For all the talk about the value of patient-centered care, many hospitalists still round on patients in a conference room or hallway. Mel L. Anderson, MD, FACP, takes a different approach at VA Eastern Colorado Health Care System, where hospitalists and nurses conduct daily rounds at the patient's bedside.
“Rounding at the bedside is an opportunity to combine patient care and teaching seamlessly,” said Dr. Anderson, who spent 4 years on active duty in the U.S. Air Force after completing his residency. “We can directly connect what's being reported about the patient with reality, take advantage of the teaching opportunities that come from the physical exam and educate our patients at the same time.”

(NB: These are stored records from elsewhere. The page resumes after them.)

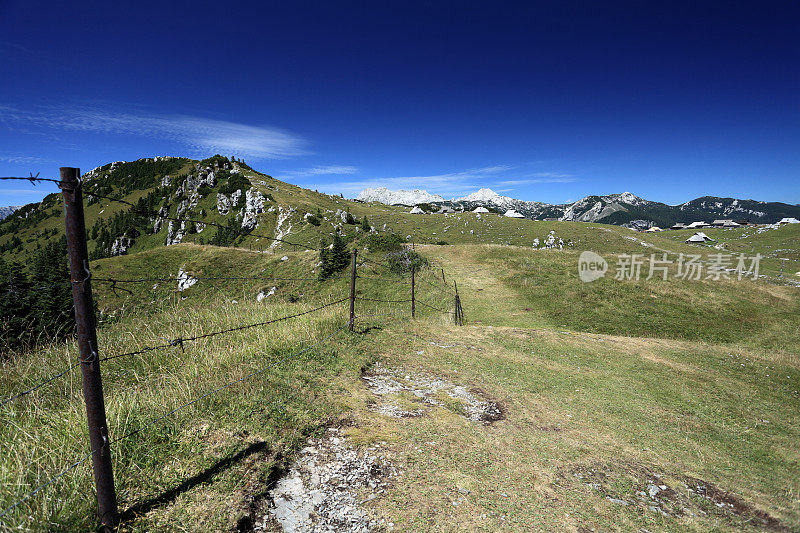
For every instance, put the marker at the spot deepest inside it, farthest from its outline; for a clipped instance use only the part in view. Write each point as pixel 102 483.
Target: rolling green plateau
pixel 649 403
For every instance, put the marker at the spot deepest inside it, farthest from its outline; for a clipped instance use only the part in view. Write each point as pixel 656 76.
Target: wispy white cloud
pixel 333 170
pixel 25 159
pixel 200 134
pixel 534 181
pixel 449 183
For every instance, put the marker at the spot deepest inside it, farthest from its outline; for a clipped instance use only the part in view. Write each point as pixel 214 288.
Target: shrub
pixel 333 259
pixel 36 307
pixel 383 242
pixel 235 182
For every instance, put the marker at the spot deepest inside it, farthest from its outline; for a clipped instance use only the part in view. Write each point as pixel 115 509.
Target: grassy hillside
pixel 605 391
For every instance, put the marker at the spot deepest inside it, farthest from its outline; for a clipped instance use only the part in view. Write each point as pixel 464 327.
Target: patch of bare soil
pixel 392 385
pixel 328 487
pixel 671 495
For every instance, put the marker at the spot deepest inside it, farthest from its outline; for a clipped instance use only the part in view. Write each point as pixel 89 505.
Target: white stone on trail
pixel 261 295
pixel 385 382
pixel 185 280
pixel 326 487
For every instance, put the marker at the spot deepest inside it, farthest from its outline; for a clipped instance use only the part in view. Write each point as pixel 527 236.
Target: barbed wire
pixel 433 307
pixel 180 340
pixel 230 384
pixel 33 179
pixel 47 483
pixel 39 386
pixel 158 419
pixel 169 344
pixel 364 298
pixel 150 214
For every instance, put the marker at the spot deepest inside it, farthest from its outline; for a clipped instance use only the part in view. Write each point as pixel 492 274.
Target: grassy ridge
pixel 250 428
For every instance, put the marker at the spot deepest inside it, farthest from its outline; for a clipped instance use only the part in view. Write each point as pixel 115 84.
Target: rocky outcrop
pixel 223 204
pixel 158 223
pixel 121 245
pixel 254 205
pixel 177 236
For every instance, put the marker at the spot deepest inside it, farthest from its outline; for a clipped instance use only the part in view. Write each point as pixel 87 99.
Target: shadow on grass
pixel 206 475
pixel 367 330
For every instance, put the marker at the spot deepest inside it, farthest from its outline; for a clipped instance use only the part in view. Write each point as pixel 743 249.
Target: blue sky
pixel 547 101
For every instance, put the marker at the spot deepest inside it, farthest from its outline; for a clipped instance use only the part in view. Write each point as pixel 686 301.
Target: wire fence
pixel 364 288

Considered a national expert on bedside rounding, Dr. Anderson conducts faculty workshops at his own and other institutions. He tries to dispel the widespread perception that rounding at the bedside is impractical in a health care environment that stresses productivity and efficiency.

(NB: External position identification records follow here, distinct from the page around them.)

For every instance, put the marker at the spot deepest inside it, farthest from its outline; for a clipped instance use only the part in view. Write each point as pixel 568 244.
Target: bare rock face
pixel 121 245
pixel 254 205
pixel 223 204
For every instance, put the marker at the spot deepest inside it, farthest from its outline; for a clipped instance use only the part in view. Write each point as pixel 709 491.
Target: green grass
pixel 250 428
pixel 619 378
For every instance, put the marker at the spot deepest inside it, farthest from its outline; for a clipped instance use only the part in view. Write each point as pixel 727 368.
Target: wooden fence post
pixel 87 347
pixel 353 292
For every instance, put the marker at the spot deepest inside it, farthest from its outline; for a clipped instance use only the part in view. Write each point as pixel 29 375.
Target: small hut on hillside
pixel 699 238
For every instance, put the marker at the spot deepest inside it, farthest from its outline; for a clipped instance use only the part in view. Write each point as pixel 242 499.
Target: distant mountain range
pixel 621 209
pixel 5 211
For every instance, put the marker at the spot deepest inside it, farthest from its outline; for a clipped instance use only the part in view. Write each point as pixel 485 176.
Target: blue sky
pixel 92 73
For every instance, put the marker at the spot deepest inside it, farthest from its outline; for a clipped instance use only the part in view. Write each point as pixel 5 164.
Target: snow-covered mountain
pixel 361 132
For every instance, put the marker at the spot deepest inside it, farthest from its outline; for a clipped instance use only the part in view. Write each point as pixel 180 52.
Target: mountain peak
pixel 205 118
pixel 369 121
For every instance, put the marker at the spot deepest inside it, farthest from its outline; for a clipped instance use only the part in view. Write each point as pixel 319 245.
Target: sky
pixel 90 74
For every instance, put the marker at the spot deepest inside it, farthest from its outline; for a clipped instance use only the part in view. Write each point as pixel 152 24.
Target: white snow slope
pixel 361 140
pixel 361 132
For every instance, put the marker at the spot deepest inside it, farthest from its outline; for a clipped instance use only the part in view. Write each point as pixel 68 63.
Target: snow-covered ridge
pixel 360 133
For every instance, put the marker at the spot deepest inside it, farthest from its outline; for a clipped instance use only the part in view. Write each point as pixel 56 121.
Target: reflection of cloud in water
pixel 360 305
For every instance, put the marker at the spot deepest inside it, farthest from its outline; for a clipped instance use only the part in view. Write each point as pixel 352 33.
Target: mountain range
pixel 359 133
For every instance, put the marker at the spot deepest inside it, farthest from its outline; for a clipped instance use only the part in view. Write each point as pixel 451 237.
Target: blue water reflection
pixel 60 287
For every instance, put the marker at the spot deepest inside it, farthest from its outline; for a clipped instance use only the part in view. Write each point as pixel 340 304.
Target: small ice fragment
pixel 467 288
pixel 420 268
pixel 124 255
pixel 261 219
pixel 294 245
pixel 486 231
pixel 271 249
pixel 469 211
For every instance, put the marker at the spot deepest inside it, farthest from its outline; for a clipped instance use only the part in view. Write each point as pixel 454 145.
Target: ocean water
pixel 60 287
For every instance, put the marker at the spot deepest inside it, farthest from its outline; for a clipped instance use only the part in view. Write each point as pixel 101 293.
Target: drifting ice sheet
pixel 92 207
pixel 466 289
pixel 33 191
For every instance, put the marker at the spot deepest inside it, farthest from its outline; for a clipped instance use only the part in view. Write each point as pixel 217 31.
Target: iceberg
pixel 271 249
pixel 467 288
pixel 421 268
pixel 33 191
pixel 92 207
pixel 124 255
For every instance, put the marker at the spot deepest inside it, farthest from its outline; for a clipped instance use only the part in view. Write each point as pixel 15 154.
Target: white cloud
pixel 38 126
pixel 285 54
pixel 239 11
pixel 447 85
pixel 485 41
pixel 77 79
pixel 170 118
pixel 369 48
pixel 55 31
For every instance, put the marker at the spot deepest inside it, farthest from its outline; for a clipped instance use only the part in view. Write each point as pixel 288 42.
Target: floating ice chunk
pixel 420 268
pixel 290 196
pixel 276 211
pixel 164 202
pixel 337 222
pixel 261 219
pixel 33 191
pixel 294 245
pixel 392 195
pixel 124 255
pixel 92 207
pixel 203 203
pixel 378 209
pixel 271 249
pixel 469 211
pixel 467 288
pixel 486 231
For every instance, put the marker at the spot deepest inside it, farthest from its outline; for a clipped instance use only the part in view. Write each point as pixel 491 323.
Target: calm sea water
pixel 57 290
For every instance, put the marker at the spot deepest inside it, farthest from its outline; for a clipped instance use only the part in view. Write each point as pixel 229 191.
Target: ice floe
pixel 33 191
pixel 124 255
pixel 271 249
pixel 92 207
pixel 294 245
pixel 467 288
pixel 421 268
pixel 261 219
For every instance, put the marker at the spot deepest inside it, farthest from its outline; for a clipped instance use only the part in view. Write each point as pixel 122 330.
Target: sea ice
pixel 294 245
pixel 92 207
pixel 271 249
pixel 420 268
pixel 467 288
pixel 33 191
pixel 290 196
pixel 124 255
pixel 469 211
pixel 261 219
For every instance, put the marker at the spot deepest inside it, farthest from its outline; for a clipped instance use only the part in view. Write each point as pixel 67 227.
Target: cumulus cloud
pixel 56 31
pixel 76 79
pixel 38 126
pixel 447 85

“In the 1960s, most rounds were conducted at the bedside but now it's under 20%,” he said. “We try to give hospitalists an approach and let them know it can be effective and even more efficient.”
Despite the conventional wisdom that rounding may take longer at the bedside than in a conference room, the bedside method can be as or more efficient overall, said Dr. Anderson. Typically, the physician obtains all needed information in one visit at the bedside and can start talking to the team about implementing a care plan immediately.